Namun, beberapa orang tua mungkin memutuskan untuk memiliki anak lagi dengan jarak 3 tahun atau lebih. Bahkan, memiliki anak dengan jarak usia yang jauh ternyata memiliki keuntungan tersendiri, lho. Apa saja itu? Simak penjelasan berikut ini sebagaimana dikutip dari Verywell Family.
Manfaat Punya Anak dengan Selisih Usia yang Jauh
1. Dapat Memberikan Perhatian pada Setiap Anak secara Optimal
Ketika Anda memiliki anak dengan jarak usia yang jauh, Anda cenderung dapat memberikan perhatian pada setiap anak secara optimal. Pada pagi hingga siang hari, Anda mungkin akan fokus merawat bayi, sedangkan anak yang lebih besar akan pergi ke sekolah. Kemudian, pada sore dan malam harinya, Anda bisa menemani si sulung belajar selagi si bungsu tidur.
2. Bisa Beristirahat Sejenak setelah Hamil Pertama
Setelah hamil, melahirkan, dan merawat anak pertama, Anda punya waktu lebih lama untuk beristirahat dan fokus mengurus hal lain, misalnya saja pekerjaan. Selain itu, Anda juga punya waktu lebih banyak untuk mendukung tumbuh kembang si sulung dan memperhatikan perkembangannya di sekolah.

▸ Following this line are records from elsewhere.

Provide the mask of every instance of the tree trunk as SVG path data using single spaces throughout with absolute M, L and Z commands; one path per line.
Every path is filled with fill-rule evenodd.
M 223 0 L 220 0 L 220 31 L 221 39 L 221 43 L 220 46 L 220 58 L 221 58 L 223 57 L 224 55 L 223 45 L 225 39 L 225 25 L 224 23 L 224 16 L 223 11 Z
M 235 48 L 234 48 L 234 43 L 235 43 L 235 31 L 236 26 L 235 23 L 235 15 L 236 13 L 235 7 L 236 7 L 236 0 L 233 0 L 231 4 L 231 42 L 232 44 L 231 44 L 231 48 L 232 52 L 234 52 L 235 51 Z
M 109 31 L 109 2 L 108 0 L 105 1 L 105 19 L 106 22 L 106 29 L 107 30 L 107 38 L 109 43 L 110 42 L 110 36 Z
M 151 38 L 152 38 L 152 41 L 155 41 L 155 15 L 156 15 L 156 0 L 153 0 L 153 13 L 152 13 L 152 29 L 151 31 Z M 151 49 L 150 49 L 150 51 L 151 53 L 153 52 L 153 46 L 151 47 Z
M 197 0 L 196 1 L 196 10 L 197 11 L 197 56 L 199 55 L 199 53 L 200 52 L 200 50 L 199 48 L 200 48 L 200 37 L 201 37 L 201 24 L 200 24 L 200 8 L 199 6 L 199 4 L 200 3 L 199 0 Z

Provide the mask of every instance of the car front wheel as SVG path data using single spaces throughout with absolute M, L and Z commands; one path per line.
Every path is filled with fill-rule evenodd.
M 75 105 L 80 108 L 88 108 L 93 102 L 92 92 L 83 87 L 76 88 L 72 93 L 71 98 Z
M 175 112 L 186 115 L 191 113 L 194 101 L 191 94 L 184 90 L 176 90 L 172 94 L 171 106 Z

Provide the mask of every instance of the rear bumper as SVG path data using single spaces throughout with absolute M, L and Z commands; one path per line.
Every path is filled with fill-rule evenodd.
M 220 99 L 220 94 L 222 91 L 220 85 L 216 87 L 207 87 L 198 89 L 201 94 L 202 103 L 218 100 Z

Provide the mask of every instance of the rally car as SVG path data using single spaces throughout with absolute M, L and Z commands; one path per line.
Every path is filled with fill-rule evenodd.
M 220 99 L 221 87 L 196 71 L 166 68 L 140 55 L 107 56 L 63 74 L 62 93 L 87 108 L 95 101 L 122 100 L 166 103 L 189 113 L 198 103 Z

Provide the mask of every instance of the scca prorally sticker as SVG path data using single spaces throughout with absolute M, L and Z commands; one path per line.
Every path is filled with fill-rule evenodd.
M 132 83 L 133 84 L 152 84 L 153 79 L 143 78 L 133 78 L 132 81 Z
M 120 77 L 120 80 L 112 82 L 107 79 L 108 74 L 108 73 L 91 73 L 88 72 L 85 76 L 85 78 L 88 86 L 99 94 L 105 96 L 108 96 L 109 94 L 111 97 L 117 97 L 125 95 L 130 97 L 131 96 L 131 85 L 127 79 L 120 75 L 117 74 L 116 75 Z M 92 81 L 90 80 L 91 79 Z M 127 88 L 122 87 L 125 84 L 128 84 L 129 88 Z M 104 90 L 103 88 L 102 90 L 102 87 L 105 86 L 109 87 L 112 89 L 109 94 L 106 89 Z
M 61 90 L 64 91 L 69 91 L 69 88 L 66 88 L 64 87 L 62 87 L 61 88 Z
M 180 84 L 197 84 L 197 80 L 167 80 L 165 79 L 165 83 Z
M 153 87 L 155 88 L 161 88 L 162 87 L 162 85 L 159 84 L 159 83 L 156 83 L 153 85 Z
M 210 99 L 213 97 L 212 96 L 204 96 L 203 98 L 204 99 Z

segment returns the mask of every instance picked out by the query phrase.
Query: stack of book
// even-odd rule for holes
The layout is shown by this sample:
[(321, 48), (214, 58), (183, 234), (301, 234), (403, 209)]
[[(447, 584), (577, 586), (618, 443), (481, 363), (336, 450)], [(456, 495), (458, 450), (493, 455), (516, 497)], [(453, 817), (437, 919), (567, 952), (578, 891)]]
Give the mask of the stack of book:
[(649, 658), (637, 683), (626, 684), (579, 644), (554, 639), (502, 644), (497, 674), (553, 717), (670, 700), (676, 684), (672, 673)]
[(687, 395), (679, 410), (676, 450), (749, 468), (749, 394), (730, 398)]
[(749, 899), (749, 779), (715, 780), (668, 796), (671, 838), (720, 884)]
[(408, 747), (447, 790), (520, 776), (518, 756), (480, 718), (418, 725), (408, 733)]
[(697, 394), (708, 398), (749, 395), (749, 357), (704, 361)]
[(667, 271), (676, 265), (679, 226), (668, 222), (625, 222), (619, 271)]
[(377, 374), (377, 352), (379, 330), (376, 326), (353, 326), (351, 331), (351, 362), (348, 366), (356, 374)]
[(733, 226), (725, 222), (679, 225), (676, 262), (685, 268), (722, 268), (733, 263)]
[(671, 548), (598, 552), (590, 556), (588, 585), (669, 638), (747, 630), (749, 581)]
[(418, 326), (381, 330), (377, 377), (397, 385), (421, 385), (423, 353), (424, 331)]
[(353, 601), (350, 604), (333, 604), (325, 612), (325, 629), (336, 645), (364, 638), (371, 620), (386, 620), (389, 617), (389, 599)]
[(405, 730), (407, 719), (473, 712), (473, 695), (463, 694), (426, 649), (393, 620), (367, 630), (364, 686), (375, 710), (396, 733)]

3. Persaingan Antar-anak dapat Diminimalkan
Ketika anak satu dengan anak lainnya memiliki jarak usia yang jauh, kemungkinan mereka akan bersaing satu sama lain lebih sedikit. Hal itu dipengaruhi oleh tingkat atau kelas di sekolah, lingkungan pertemanan, dan fokus tujuan yang berbeda. Setiap ada masalah pun, si sulung sudah paham tentang konsep mengalah, sehingga masalah pun lebih cepat terselesaikan.
4. Si Sulung Bisa Membantu Menjaga Si Bungsu
Dengan jarak usia yang jauh, si sulung cenderung lebih cepat paham jika dijelaskan tentang cara menjaga dan mengawasi adiknya. Anda pun tidak perlu terlalu khawatir saat meninggalkan mereka berdua selagi Anda mengerjakan hal lain di rumah.
5. Si Sulung dan Si Bungsu saling Belajar Satu Sama Lain
Tak hanya bisa menjaga adiknya, si sulung mungkin akan belajar untuk bertanggung jawab dan menjadi contoh yang baik. Si bungsu juga mungkin akan menjadikan kakaknya sebagai panutan. Ia mungkin ingin bersekolah di sekolah yang sama dengan kakaknya, ingin mencoba hobi yang dilakukan kakaknya, dan lain sebagainya.